Close up rendering of Pullman Yard art piece and courtyard at night
Specific designs for the soon-to-be-constructed buildings have not been unveiled, but the historic structures on site will be preserved and upgraded on the interior. (Rendering courtesy OCX/Atomic Entertainment)

Keeping the site’s existing industrial conditions, while simultaneously promoting a verdant outdoor environment means thinking critically about the logistics of jobs that will take place there. To accommodate pedestrians and trucks coming in and out of the facilities, Luke Willis, principal of OCX, intends to connect all programs on-site via a diagonal axis that cuts through the various building blocks. “This allows us to diversify the building typologies and program use to ultimately contribute to the mixed-use development that Atomic envisions for their creative city.”
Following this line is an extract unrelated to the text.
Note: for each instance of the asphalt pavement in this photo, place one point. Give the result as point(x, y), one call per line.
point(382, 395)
At the heart of the campus will be the renovated warehouses and a series of soundstages, one of which will be born from an existing 20,000-square-foot steel-clad structure situated near Roger Street, which is the entrance to Pullman Yard, and the rail line leading to downtown Atlanta. Rethinking these historic structures, among other playful design ploys to attract residents and visitors, will make Pullman Yard both a live-work-play destination and a place that not only showcases its former value with pride but also brings new value to the city today, according to Rosenfelt.

An official completion date for Pullman Yard has not yet been revealed, but Atomic hopes to finish the renovation projects by the end of 2020.